Leaving tracks: Doula continues work despite medical troubles
BY CARY ASPINWALL World Staff Writer
Monday, November 26, 2012
11/26/12 at 12:07 PM
There are markers in our lives, the monumental days where you remember every minute, sight and sound: the flashbulb moments, Cheri Grant calls them.
At age 12, Grant donned a candy striper uniform at Craig General Hospital in Vinita and witnessed her first live birth:
Angela, a baby girl - 8 pounds, 2 ounces.
"I remember holding this poor lady's hand and telling her, 'I will stay here the whole time with you - I won't leave you,' " Grant said. She knew right then: She wanted to deliver babies.
At 14 1/2, she got a certified nurse's aide license and a pager, so they could summon her from a middle school classroom to the hospital to help with babies about to wiggle their fingers and toes into the world.
Since then, there have been 2,786 babies born with Grant coaching, holding hands, helping everyone remember to breathe.
"That is a day in a person's life that they will remember the rest of their life," she said. "To me, it's an empowerment experience - once a woman knows she can go through birth, she can make it through anything."
Grant has a mantra she likes to share: In life, find your passion - let it lead you down a path where you leave footprints on this earth.
An essential role
Doula, derived from ancient Greek, means "woman who serves."
Grant founded Doulas of Northeast Oklahoma in 1993, and for 40 years has worked as a nurse, doula, breast feeding educator, teacher to newborn parents - and the person in the room for the most important day of so many lives.
She has nearly 1,000 Christmas cards at home, many from families whose babies she remembers by name and weight.
"I keep track of all my babies - all their names and dates," she said. "Now, of course, I've done a couple that I've helped with their kids' kids."

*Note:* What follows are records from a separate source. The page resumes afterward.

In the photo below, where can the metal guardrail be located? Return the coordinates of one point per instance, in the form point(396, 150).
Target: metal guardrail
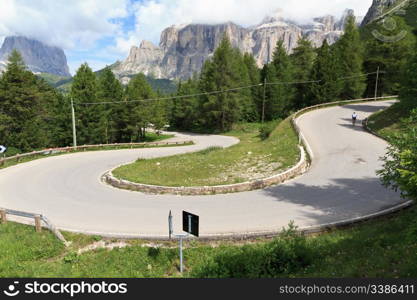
point(302, 139)
point(38, 219)
point(50, 151)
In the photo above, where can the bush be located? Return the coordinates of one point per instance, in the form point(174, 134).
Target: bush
point(12, 151)
point(287, 254)
point(209, 150)
point(400, 163)
point(266, 129)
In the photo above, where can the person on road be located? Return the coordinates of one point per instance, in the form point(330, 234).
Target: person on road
point(354, 118)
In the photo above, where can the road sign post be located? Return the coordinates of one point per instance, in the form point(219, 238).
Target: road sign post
point(170, 227)
point(190, 224)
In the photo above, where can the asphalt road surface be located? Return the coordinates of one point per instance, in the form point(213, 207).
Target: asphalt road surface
point(340, 185)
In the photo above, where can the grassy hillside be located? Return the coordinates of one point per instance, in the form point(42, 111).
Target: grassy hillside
point(253, 158)
point(384, 248)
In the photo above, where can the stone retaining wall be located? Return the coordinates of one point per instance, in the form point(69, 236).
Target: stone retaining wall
point(300, 168)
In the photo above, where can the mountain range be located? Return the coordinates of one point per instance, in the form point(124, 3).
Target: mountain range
point(183, 49)
point(39, 57)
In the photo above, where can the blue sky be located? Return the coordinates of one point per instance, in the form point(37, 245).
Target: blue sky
point(101, 32)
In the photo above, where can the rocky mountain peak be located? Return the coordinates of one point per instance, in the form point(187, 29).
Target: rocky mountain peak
point(39, 57)
point(184, 48)
point(378, 7)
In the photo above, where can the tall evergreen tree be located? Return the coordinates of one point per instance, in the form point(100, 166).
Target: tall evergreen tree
point(350, 52)
point(110, 90)
point(91, 119)
point(303, 60)
point(21, 107)
point(326, 73)
point(256, 91)
point(281, 94)
point(141, 113)
point(408, 91)
point(185, 110)
point(389, 55)
point(224, 71)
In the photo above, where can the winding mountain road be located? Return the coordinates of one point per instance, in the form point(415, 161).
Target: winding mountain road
point(340, 185)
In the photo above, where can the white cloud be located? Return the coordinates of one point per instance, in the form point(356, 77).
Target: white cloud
point(152, 16)
point(68, 24)
point(95, 27)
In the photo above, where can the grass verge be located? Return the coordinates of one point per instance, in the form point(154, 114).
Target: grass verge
point(388, 122)
point(98, 148)
point(380, 248)
point(253, 158)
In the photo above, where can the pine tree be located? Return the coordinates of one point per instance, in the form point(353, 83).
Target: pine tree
point(141, 113)
point(303, 60)
point(21, 110)
point(256, 91)
point(91, 119)
point(408, 91)
point(390, 56)
point(185, 110)
point(224, 71)
point(110, 90)
point(350, 51)
point(326, 73)
point(280, 75)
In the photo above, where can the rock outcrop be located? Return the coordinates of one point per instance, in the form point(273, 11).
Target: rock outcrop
point(39, 58)
point(378, 8)
point(184, 48)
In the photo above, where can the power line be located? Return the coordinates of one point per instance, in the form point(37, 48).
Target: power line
point(222, 91)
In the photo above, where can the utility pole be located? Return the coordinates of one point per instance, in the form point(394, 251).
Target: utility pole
point(376, 83)
point(74, 130)
point(263, 102)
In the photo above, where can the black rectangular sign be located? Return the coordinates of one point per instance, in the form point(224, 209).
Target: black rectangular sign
point(190, 220)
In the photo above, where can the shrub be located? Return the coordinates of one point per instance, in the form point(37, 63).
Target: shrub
point(209, 150)
point(288, 253)
point(266, 129)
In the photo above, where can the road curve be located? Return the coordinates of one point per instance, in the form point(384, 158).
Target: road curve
point(340, 185)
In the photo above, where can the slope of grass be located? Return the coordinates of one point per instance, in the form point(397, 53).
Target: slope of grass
point(380, 248)
point(388, 122)
point(151, 137)
point(252, 158)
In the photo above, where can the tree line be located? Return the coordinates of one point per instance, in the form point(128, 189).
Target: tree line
point(307, 76)
point(34, 115)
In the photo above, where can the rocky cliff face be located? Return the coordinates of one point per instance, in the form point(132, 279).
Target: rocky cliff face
point(38, 57)
point(377, 8)
point(183, 49)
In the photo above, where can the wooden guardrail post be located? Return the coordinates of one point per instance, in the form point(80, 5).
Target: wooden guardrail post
point(38, 224)
point(3, 216)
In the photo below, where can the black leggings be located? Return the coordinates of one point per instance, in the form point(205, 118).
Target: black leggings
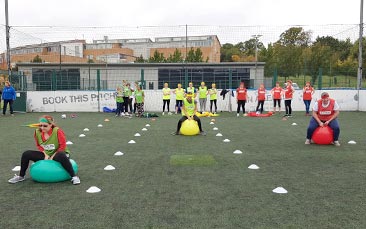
point(127, 103)
point(260, 103)
point(288, 107)
point(241, 103)
point(184, 118)
point(213, 101)
point(6, 102)
point(166, 101)
point(32, 155)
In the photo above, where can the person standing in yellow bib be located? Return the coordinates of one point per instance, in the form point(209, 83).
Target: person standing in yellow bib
point(213, 97)
point(179, 96)
point(202, 92)
point(166, 98)
point(189, 110)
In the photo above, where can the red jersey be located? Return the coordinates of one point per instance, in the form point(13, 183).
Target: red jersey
point(241, 93)
point(61, 140)
point(325, 113)
point(276, 91)
point(308, 92)
point(261, 94)
point(288, 92)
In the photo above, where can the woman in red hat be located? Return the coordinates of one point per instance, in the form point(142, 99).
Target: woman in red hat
point(308, 92)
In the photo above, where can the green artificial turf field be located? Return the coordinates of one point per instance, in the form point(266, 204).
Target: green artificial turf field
point(166, 181)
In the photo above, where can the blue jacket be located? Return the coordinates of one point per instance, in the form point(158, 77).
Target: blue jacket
point(9, 93)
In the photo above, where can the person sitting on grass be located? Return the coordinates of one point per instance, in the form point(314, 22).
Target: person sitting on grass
point(325, 113)
point(189, 110)
point(51, 144)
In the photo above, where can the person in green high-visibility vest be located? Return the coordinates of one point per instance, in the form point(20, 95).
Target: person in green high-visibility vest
point(166, 98)
point(139, 99)
point(51, 145)
point(119, 101)
point(179, 96)
point(189, 110)
point(127, 92)
point(202, 92)
point(213, 97)
point(191, 89)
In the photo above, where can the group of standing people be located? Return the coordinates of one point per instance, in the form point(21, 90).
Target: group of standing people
point(202, 92)
point(278, 93)
point(8, 95)
point(124, 99)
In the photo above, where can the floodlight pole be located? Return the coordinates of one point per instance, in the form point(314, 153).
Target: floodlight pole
point(256, 54)
point(360, 41)
point(7, 29)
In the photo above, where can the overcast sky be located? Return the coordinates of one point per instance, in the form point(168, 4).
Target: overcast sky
point(104, 13)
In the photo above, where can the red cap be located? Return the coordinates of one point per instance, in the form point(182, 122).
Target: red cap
point(325, 95)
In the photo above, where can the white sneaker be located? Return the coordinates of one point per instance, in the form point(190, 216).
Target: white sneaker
point(16, 179)
point(336, 143)
point(75, 180)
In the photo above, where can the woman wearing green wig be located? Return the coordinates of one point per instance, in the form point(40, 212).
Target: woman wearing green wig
point(51, 144)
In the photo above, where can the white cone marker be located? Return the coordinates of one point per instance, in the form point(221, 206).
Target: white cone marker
point(16, 169)
point(280, 190)
point(118, 153)
point(253, 166)
point(109, 167)
point(237, 152)
point(93, 189)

She remembers vividly the nurses who helped deliver her two children - ages 26 and 29 now. And the days when dads weren't even allowed in the delivery room (but a 12-year-old candy striper, sure).
The first time she witnessed a man being allowed to watch his wife give birth, she remembers the hospital staff making him scrub his chest hair.
"They were so afraid," she laughed. "I am thrilled that we have figured out that we need dads to be there."
Now, it's more of a family unit in the hospital delivery wing, with dads and grandparents getting to be involved.
"And that's the way it really should be," she said.
At St. John Owasso, where Grant teaches classes, young candy stripers help her now. One of her candy stripers has gone on to medical school, training to be an obstetrician/gynecologist.
Make a difference in somebody's life, she tells the candy stripers and nurses she teaches - and anyone who listens.
"That's all you leave here," she said.
Living through the pain
In 1997, Grant worked at another local hospital's labor and delivery unit.
One day, she was holding a stretcher, getting ready to push the elevator button to head to a different floor.
Someone asked her a question, and she turned her head to answer.
Her hand instinctively reached for where the button always was - but on this day, her hand touched a bare live wire instead, sending a 220-volt shock through her body.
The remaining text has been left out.